Maximize Retirement Contributions
The final quarter often brings strong cash flow—making it an excellent time to evaluate your retirement savings strategy. For 2025, 401(k) limits are $23,500, or $31,000 if you’re age 50 or older.
If you’ve already maximized standard plans and have additional funds to invest, consider a cash balance or defined benefit plan to defer more income while accelerating long-term retirement savings. The Secure Act 2.0 continues to offer tax credits for practices establishing new retirement plans, so this may be the right moment to explore that option.
Make Intentional Equipment and Expense Decisions
December often triggers impulse equipment purchases for tax write-offs. Before making that investment, pause and consider the bigger picture.
Tax deductions are only worthwhile when they also improve profitability or operational efficiency. If an equipment purchase will genuinely increase production capacity or practice efficiency, buying before year-end makes sense—especially since favorable depreciation rules remain in place. Remember that equipment must be placed in service (installed and ready for use) by December 31 to qualify for a 2025 deduction.
Evaluate Expense Timing
If you’re planning supplies, continuing education, or business travel for early 2026, paying for these before December 31 reduces your current-year taxable income. However, if your income is projected to increase significantly next year, deferring some deductions might provide greater overall benefit.
A year-end tax projection can clarify which timing strategy serves you best.

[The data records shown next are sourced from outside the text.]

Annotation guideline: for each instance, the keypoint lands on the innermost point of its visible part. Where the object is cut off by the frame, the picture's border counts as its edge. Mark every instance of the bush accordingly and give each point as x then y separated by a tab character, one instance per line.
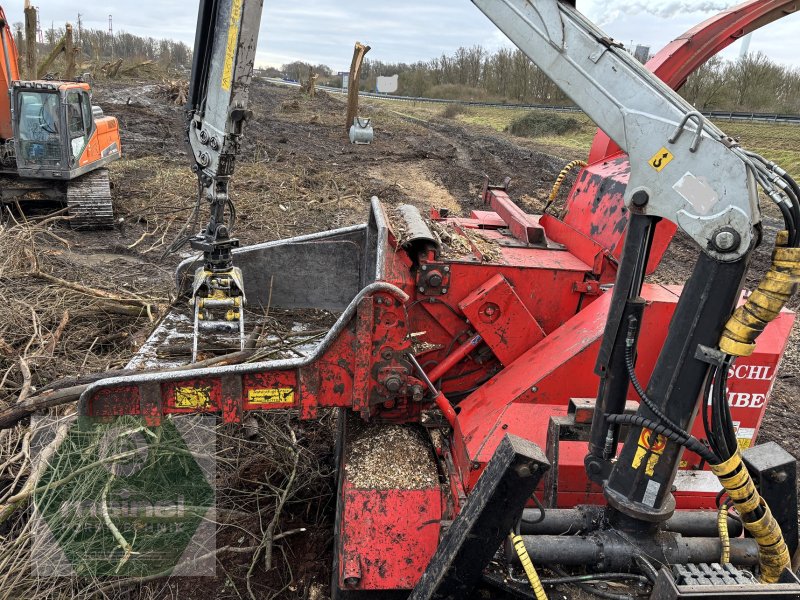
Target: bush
538	124
451	111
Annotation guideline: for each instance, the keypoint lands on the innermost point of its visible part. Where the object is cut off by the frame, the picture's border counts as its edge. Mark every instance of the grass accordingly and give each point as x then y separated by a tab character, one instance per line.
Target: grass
776	141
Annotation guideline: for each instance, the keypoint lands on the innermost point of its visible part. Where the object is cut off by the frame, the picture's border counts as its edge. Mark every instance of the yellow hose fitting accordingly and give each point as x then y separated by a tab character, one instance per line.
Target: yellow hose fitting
765	303
527	564
562	176
773	554
724	537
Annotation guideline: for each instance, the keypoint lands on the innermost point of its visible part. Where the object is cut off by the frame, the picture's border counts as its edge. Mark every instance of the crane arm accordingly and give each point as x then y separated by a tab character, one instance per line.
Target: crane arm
222	69
683	168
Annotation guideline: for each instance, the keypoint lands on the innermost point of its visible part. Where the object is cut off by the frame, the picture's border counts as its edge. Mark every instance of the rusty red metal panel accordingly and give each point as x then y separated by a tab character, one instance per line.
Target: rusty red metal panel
596	209
387	537
680	58
497	313
523	226
122	400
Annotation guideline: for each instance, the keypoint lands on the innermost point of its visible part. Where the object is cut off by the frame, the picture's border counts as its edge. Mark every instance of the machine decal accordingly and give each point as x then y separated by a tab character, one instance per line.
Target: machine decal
653	447
230	50
191	397
271	396
112	149
651	492
661	159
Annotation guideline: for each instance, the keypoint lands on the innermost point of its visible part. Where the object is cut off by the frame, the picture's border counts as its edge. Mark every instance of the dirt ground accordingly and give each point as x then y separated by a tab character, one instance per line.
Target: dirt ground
297	174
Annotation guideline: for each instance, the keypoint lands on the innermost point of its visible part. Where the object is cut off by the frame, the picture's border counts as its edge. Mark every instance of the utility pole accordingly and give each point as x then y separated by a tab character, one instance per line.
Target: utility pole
31	26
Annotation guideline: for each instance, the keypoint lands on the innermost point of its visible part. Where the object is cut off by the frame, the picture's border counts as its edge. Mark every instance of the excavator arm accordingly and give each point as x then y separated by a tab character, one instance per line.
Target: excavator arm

Don’t Overlook Personal Tax Moves
A few often-missed opportunities include backdoor Roth contributions (complete both steps before year-end), charitable giving strategies, and confirming adequate tax payments to avoid penalties. If you use your home for legitimate business purposes like client meetings or professional retreats, document this carefully—the tax benefits can be meaningful when properly recorded.
Plan for the Road Ahead
Some of today’s strong tax benefits are scheduled to change or phase out after 2026. Your year-end review should include a forward-looking assessment to help your practice adapt as the rules evolve.
The Bottom Line
Year-end tax planning for dentists isn’t just about reducing this year’s bill, it’s about building a financial system that supports sustainable growth and long-term security. By taking time now to evaluate your entity structure, compensation strategy, retirement planning, and expense timing, you’ll enter 2026 with clarity and confidence.